I glance away, holding back the secret I’ve protected for years. I was waiting until we finished reading the book, not wanting her to find out while we were in the middle of the story. Her honest reactions and uncensored comments have been exactly what I’ve needed to sort out every problem in the book—every plot hole, every inconsistency, even the pacing issues.
Over the past year, I’ve sent it out to a half dozen agents who said the same thing but in general terms (“fix the plot holes!”) and didn’t have time to show me exactly where the problem areas were. But Lauren unknowingly provided me with all the answers because she didn’t know it was my book. Now that I have to tell her, she won’t be able to give me her unfiltered advice. Because she’ll be too afraid of hurting my feelings.
Which is exactly why I haven’t told anyone from the team about this book. Ever since I’ve joined the Crushers, when I’d need time alone to work on my book, I’d just tell them I was heading to my room to read. Nobody challenged that once. And I sure wasn’t going to let Leo tease me about being a fantasy writer after finding out I had a Gandalf costume. That would only take me to full-blown geek status, and I can do without the additional ribbing.
“Tate, just tell me what is missing,” she says, looking intently at me, rain dripping from her hair. “Whatever it is, we’ll figure it outtogether.”
Maybe that’s what finally stops me from panicking—the way she says “together” like she means it, like she’s in this with me, whateverthisis.
“My computer,” I say. “I think whoever broke in stole it.”
She checks under the pillows on the couch. “But our family is the only one here. And this is too remote for someone to just stumble upon, unless you think…”
“Yeah, I do think it’s someone here.”
“Who?” she says, but the look she gives tells me she already knows.
“Someone who might have figured out that you’re not sleeping at the house, and they’re jealous.”
“Bart?” She frowns. “But why would he take your computer?”
“Because he wants to be a jerk,” I say, dragging a hand through my wet hair. “I’m guessing he broke in to figure out if you were staying here with me. And then when he figured it out, he decided to get back at me.”
“But you have everything backed up, right?” she asks.
“It’s supposed to back up automatically, but the cabin has no internet,” I explain. “I’ve been working offline all week. All the changes I made this week…those only exist on that computer. And it’s the best work I’ve ever done.”
She turns to me, confused, as the rain pounds against the roof. “What’s the best work you’ve ever done? What was on there that has you looking like you’ve lost something irreplaceable?”
I stare at the floor, unable to meet her quizzical gaze. I remember after our prom date, how I promised myself that if what was between us was real, I’d tell her everything…afterthe reunion. Maybe this isn’t how I planned it, but this is the moment where I need to trust her, to tell her the things I don’t share freely. “You know that book I’ve been reading?” I begin nervously.
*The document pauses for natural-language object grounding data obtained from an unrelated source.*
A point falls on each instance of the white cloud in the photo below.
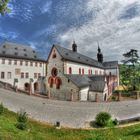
(46, 7)
(115, 35)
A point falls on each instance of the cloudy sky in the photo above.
(115, 24)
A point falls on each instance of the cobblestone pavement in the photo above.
(70, 114)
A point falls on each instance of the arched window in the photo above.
(82, 71)
(58, 82)
(54, 72)
(70, 70)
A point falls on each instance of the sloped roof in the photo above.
(79, 80)
(77, 57)
(97, 84)
(14, 50)
(110, 64)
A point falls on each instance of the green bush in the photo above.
(1, 108)
(115, 122)
(22, 120)
(22, 117)
(102, 119)
(21, 125)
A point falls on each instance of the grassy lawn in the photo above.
(38, 131)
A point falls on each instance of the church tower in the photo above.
(74, 47)
(99, 55)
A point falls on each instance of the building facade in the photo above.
(21, 67)
(73, 76)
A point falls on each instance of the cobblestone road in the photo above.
(70, 114)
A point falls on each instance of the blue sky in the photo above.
(115, 24)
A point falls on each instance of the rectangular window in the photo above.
(36, 64)
(35, 75)
(82, 71)
(39, 75)
(27, 75)
(9, 75)
(17, 71)
(79, 70)
(26, 63)
(31, 63)
(21, 62)
(40, 64)
(15, 62)
(3, 61)
(9, 62)
(22, 75)
(2, 75)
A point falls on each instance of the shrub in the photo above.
(1, 108)
(22, 120)
(115, 122)
(21, 125)
(113, 98)
(102, 119)
(22, 117)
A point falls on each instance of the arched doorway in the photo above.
(36, 86)
(105, 97)
(58, 82)
(27, 86)
(50, 81)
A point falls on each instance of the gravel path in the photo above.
(70, 114)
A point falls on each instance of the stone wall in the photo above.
(68, 90)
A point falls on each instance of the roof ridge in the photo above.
(76, 52)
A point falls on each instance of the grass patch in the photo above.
(39, 131)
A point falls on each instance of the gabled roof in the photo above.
(110, 64)
(14, 50)
(77, 57)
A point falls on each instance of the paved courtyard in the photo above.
(70, 114)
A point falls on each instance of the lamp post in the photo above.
(30, 89)
(15, 86)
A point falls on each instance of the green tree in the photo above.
(4, 7)
(129, 71)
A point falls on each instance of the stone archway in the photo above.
(105, 97)
(36, 86)
(27, 86)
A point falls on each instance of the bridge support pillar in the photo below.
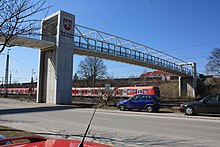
(187, 85)
(56, 63)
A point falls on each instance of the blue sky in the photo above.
(186, 29)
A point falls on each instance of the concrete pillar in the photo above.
(56, 64)
(188, 85)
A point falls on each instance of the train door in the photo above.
(139, 91)
(89, 92)
(124, 92)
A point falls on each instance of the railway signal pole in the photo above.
(6, 73)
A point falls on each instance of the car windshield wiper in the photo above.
(87, 129)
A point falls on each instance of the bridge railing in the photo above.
(118, 50)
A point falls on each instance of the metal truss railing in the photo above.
(92, 39)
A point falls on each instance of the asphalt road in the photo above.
(128, 129)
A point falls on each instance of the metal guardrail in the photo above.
(98, 41)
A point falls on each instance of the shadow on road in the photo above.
(42, 109)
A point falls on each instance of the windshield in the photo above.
(141, 63)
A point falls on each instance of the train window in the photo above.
(149, 97)
(139, 91)
(129, 91)
(135, 91)
(143, 97)
(135, 98)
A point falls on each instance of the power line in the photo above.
(194, 45)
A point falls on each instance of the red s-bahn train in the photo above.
(93, 91)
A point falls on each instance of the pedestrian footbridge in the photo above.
(61, 38)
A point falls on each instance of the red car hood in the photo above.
(38, 141)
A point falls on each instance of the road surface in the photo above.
(128, 128)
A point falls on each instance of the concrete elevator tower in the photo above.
(56, 63)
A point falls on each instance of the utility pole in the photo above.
(10, 77)
(32, 82)
(6, 73)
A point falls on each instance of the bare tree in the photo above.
(17, 18)
(91, 68)
(214, 62)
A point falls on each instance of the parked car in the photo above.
(209, 104)
(142, 101)
(39, 141)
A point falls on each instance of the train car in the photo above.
(116, 91)
(19, 91)
(131, 91)
(93, 91)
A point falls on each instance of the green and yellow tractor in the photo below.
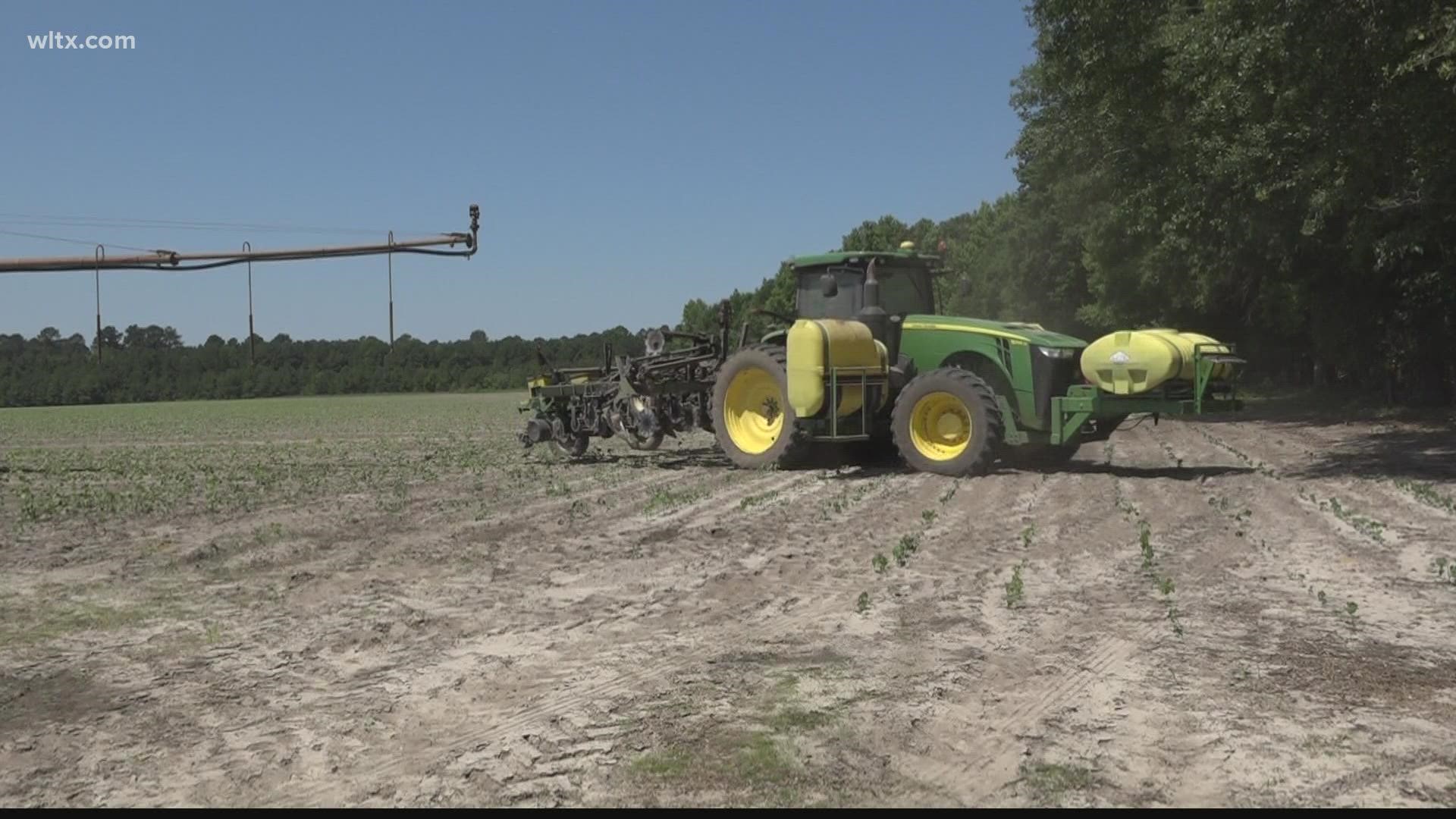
(868, 357)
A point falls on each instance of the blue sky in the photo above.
(626, 156)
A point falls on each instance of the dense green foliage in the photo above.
(1272, 172)
(153, 365)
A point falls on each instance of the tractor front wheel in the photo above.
(752, 416)
(946, 422)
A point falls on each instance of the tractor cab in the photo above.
(833, 286)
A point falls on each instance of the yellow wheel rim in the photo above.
(941, 426)
(753, 411)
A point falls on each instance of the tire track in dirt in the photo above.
(973, 773)
(645, 667)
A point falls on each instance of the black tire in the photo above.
(962, 397)
(764, 368)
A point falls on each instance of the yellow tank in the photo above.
(1134, 360)
(819, 344)
(1185, 343)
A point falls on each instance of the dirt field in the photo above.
(383, 601)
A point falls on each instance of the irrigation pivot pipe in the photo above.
(175, 261)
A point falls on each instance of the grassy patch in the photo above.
(669, 764)
(792, 719)
(55, 618)
(1049, 783)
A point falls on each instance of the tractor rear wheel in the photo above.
(946, 422)
(752, 416)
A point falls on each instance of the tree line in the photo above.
(1272, 172)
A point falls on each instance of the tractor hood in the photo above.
(1024, 331)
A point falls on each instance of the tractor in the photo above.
(867, 357)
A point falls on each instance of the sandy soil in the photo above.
(1216, 614)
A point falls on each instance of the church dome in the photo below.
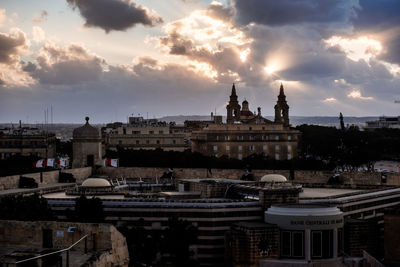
(273, 178)
(86, 131)
(96, 182)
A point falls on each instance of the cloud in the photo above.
(330, 100)
(38, 34)
(65, 65)
(219, 11)
(356, 94)
(11, 45)
(114, 15)
(381, 18)
(39, 18)
(289, 12)
(2, 16)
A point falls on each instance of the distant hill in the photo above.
(294, 120)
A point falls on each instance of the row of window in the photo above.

“Yeah, the one about Thorne and Kyara? The one we’ve been reading every night.” She looks confused. “What about it?”
“I’m…” I stop, then try again, my voice catching. “It’s my book.”
She stares at me. “You own it?”
“No, that’s not what I mean.” I pause, finally meeting her eyes, letting her see this part of me I’ve hidden from everyone. “I wrote it. Every word. It’s mine.”
She blinks several times. “That’s impossible. You told me it was written by an unknown debut author.”
“Yeah, I’m the unknown author. I go by T.S. Foster.”
She shakes her head, dropping to the sofa bed. “I can’t believe I didn’t figure this out before. You told me you were a fantasy nerd, but this is a whole new level. Why didn’t you tell me?”